鳴り出した電話がそれ以上の思考を中断させた。軽快な呼び出し音に内心うんざりしながら無線式の子機を取った。
「はい」
「えーと、大原さんのお宅でしょうか」
「はい、そうですが」
知らない男の声だった。父よりも老けた声から祖母の知り合いだろうと当たりをつけた。
「うちは石川っちゅうもんですが、大原さんところのおばあさんがね、今うちにおるんです」
「はい」
「それで、その、帰り道が分からん、言っとるんですわ」
「は?」
素っ頓狂な声を出してしまい、「すみません」と詫びてはみたものの、状況は飲み込めていなかった。
「えっと、それはつまり、どういうことなんでしょうか」
「いやあ、なんでもおばあさんは医者に行きたかったらしいのが、歩いているうちに道が分からんようになって、それで丁度近くにあったうちに『電話貸してください、孫がいるはずだから』言うて。おばあさんの持ちもんの中からこの番号見つけてかけてみたんですが」
「あの、それじゃあ祖母は今、全く面識の無いそちらにお邪魔しているんですか」
ほとんど悲鳴に近い自分の声を恥ずかしく思う余裕は無かった。大変なことになっているらしいとだけ理解した悠基は、受話器を耳に当てたまま着替えを探すために父の部屋を飛び出した。
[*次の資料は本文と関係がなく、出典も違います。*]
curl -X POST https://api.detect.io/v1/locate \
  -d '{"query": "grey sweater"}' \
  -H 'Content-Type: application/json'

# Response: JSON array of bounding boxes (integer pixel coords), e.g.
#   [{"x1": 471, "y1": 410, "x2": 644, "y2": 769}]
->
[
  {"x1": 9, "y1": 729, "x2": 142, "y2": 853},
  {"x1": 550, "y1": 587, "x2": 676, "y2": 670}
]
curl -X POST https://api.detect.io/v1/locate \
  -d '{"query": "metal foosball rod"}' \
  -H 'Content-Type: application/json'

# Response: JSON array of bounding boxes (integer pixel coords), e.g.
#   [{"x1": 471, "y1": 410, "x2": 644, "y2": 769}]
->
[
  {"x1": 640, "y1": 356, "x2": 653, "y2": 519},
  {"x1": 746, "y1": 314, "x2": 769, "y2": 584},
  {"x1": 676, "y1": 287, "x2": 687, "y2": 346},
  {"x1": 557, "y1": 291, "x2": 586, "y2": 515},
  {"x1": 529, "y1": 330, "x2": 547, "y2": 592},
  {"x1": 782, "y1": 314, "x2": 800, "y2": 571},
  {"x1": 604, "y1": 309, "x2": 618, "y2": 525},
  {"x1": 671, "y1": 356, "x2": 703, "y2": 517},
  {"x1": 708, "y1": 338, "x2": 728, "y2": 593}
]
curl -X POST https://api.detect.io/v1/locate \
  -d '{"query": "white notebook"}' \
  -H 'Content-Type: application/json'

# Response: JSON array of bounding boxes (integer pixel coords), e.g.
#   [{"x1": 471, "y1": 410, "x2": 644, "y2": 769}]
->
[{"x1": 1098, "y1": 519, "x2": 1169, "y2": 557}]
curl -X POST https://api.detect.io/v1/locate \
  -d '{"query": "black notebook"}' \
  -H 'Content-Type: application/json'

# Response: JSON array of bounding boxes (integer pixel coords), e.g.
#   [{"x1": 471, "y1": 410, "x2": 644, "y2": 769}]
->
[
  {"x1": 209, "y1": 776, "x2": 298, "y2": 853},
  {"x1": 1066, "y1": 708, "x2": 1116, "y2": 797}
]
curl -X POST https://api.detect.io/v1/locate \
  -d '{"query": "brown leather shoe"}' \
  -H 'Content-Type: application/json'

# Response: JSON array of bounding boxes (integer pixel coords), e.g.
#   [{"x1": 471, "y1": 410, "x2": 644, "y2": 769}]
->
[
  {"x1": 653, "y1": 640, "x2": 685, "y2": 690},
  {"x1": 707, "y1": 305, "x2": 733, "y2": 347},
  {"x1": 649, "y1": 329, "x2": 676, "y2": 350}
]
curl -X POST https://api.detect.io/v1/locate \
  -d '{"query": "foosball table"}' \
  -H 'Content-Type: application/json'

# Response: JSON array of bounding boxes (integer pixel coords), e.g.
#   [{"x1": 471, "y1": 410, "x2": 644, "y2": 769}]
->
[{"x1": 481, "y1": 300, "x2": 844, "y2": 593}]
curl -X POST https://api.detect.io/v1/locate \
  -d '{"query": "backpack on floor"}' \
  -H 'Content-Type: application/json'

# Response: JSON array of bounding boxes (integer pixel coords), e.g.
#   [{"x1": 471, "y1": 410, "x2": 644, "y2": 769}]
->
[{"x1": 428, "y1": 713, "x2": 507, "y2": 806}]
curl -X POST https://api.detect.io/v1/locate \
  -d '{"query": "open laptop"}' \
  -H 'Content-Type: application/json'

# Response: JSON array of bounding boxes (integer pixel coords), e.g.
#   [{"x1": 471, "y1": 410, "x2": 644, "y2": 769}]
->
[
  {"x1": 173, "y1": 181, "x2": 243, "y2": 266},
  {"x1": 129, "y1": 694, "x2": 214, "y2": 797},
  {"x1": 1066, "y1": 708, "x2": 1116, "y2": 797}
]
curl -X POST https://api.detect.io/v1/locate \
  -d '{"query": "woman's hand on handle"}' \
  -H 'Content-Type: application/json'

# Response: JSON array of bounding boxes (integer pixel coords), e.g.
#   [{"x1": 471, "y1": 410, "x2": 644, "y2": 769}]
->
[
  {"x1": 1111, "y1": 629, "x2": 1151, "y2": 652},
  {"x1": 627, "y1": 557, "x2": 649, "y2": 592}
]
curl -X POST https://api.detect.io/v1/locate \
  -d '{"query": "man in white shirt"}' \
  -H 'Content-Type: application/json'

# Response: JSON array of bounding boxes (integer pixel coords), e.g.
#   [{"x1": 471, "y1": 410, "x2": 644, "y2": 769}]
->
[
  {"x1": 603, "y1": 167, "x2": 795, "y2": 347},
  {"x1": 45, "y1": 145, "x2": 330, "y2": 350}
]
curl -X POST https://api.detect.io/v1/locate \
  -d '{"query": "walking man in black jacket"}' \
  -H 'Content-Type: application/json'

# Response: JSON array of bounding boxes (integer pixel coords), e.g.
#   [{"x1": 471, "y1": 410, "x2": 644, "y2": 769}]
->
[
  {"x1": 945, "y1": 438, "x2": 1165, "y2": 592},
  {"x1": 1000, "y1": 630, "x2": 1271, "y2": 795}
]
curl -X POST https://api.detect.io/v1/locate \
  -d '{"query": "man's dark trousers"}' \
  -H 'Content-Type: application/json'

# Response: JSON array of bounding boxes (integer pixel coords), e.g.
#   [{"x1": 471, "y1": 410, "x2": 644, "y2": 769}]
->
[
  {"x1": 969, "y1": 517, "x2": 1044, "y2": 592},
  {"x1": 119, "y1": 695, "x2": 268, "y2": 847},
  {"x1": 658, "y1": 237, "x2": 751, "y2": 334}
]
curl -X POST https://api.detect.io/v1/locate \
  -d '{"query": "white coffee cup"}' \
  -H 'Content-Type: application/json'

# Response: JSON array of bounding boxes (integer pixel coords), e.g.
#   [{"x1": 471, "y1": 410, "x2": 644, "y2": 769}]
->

「それで今からおばあさんをそちらの家の近くまで送っていこうと思うんですが」
「わかりました」
皆まで言わせずに悠基は待ち合わせ場所に自宅近くのコンビニを指定し、了解の返事を聞いてから電話を切った。会話中に見繕った服に着替え、玄関のドアを蹴り飛ばすようにして外に出る。日は落ちていて、雨が降っていた。舌打ちしながら一度玄関に引き返し、傘を二本持っていこうとしたが穴が開いていたり、骨が折れていたりとほとんどがどこかしら壊れていた。結局一本だけを手にコンビニへと走り出す。父の机を散らかしたまま片付けていないことに気付いたが、引き返すことはしなかった。
そわそわと落ち着かないのは駐車場へと入ってくる客や店内の店員から奇異の目を向けられるからではない。夜の帳が下り始めた中でも明るいコンビニに不相応なほどに暗い男が濡れながら立っていればそれも仕方の無いことだと思えたが。自宅からコンビニまで五分。到着してからは十分が経っていた。相手に分かりやすいようにと敢えて店の中で待つことはせずに雨の下で悠基は傘を差しコンビニの駐車場に立っていた。
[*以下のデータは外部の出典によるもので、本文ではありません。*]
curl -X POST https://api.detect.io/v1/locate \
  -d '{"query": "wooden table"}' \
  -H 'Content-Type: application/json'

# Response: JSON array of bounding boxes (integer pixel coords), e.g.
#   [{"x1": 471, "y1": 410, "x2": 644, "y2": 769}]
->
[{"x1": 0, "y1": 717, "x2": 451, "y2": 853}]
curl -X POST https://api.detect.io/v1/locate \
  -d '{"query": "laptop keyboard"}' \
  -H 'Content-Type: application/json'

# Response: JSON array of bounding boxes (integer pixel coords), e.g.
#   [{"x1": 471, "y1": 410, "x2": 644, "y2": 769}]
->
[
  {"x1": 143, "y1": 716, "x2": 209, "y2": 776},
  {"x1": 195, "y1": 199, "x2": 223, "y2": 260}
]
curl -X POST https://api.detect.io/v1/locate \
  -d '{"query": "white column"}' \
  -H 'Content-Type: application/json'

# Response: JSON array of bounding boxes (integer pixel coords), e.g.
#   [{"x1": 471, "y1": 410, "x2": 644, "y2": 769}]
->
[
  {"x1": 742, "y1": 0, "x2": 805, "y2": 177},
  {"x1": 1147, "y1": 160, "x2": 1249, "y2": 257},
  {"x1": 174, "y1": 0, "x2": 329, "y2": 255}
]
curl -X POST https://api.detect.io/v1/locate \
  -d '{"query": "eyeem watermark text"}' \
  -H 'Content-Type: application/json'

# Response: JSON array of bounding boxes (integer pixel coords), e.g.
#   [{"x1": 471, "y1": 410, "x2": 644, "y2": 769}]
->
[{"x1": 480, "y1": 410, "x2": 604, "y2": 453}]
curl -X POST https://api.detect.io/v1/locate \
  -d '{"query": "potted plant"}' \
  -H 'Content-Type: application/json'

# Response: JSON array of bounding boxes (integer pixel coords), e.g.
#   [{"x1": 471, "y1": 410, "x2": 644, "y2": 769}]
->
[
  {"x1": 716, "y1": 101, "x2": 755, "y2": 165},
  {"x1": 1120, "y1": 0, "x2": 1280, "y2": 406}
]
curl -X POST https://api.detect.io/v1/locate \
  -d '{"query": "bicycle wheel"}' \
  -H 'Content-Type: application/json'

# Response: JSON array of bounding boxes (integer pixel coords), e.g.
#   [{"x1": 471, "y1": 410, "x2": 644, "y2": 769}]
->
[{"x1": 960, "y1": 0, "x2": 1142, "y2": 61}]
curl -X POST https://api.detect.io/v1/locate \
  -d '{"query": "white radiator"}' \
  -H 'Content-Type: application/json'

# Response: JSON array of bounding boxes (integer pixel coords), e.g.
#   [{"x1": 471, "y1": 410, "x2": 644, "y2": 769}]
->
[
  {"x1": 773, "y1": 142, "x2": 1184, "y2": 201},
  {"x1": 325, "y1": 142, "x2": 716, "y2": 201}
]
自動車が一台入ってくる。祖母の乗った車かと思い停車した車に何歩か近づき車内を覗き込もうと首を伸ばすも、窓に貼付された黒いフィルムに阻まれる。運転席から降りてきたのは若い男だった。ドアを開けたことで車内に充満していた音楽が外に零れた。男は悠基に怪訝な一瞥を寄越しながらドアを閉め、店へ入っていった。車のエンジンは掛かったままだった。もったいないな、と悠基は思った。俺が車を運転できれば。
待ち始めてから駐車場に入ってきた車は今のものを含め全部で三台。もちろんいずれも祖母の乗ったものではなかった。こうして待っている時間が延びていくにつれ悠基は居心地の悪さを感じずにはいられなかった。降り続ける雨も、窓のフィルムもそれに一役買っていた。